AS PART of the centenary celebrations of composer Stephen Dodgson, who died in 2013, the Outcry Ensemble, conducted by James Henshaw, performed his Te Deum with Exhortations from the Martyrs in a concert “Music for a Great City — A Feast Fit for a City” in St John’s, Smith Square, in London, last month.
The work is unusual in combining the traditional Latin text with extracts from Foxe’s “Book of Martyrs”: four touching prayers and entreaties from Tudor martyrs written just before their deaths, sung here by the Pegasus Choir and English Voices.
The work bears many of Dodgson’s compositional hallmarks: fretful harmonies and rhythms switch suddenly to boisterous, playful moments. He juxtaposes strings, woodwind, and trumpets as distinct families, and plays with instrumental textures. He also, unusually, expands the orchestral sound palette by introducing the organ. What renders the work particularly attractive are the changing moods, and the quality of the word setting.

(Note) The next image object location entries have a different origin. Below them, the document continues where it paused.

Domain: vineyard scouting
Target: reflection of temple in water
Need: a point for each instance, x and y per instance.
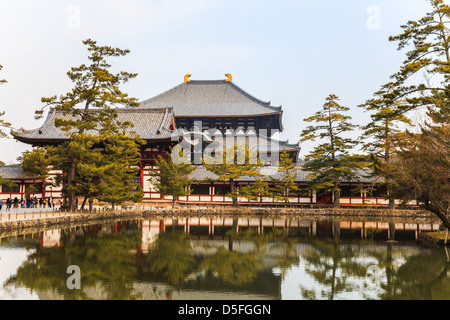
(207, 235)
(217, 228)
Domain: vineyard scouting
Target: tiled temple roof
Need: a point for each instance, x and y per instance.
(210, 98)
(150, 124)
(14, 172)
(202, 174)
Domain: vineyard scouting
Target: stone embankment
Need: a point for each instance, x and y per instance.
(309, 213)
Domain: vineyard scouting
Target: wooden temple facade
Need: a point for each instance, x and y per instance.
(215, 105)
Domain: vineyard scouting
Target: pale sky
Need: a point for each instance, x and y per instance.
(292, 53)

Like Charpentier before him, Dodgson starts with dramatic trumpet and timpani, and an opening choir full-throatedly repeating “Laudamus!”, which subsides via exquisitely rendered solos for flute, oboe, and cello, into George Marsh’s 1555 exhortation to listen to God’s word, poignantly sung by the baritone Nicholas Mogg against the open fifths of the women’s voices over a double-bass pedal, leading to a solemn chorus of “Te gloriosus”.
The second part began with a triumphant “Tu Rex gloriae”, from choir and solo trumpet, before the soprano Rebecca Hardwick duetted sweetly with violin over soft chorus in Anne Askew’s (1546) affirmation of forgiveness, and the chorus begged with uncertain D-major/F-major clashes to be numbered with the saints in glory.

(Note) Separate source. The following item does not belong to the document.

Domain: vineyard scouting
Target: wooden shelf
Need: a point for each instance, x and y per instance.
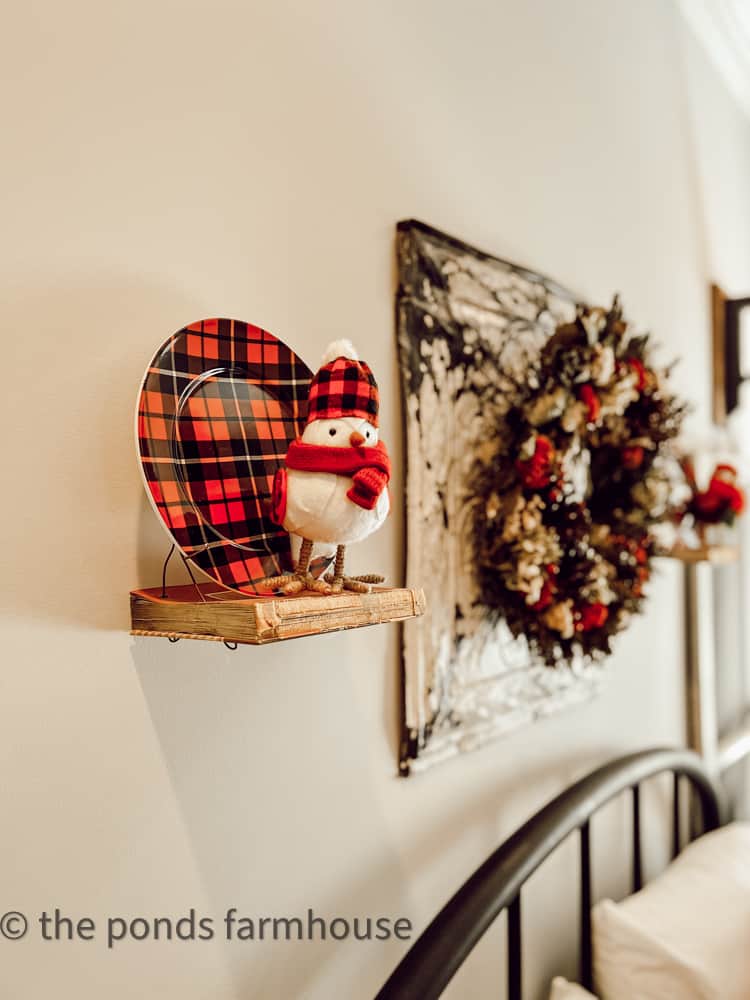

In the work’s climax, the bass and tenor Jonah Halton movingly juxtaposed Bishop John Hooper’s (1555) exhortation for steadfastness of faith under trial with the choir’s “Salvum fac populum tuum”. As the mood shifts to darkness, the chorus sings its only English text in sotto voce unison. A chaotic woodwind and trumpet passage then heralds their joyous “Per singulos dies”, before they and the timpani subside into funereal repeated Ds.

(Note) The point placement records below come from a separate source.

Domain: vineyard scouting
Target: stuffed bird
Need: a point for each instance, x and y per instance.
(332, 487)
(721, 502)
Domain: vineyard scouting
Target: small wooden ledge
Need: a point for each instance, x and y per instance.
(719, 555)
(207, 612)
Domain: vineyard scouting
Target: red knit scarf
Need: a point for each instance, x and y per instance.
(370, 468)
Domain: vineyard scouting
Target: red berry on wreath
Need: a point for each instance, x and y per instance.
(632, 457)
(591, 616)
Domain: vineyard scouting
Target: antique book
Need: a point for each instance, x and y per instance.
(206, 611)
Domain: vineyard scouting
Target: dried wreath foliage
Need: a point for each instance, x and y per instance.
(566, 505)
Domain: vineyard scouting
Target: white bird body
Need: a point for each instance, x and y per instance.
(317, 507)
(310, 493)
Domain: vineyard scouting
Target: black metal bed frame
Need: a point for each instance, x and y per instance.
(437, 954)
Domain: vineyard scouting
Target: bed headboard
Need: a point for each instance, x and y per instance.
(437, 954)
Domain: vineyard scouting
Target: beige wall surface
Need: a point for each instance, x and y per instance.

Part 3 begins with a fluttering flute. The soloists take up the Latin text for the first time, choir, soprano, and tenor echoing each other with “Miserere nostri, Domine”. The bass soloist’s solemn rendition of Thomas Bilney’s (1531) text likening death to a sailor setting out, is echoed in the chorus’s last prolonged “In te Domine speravi”.
The concert finished with Walton’s mighty Belshazzar’s Feast, in which the two choirs backed the bass soloist with ringing clarity and fine dramatic sense. We really felt the terror of the writing on the wall.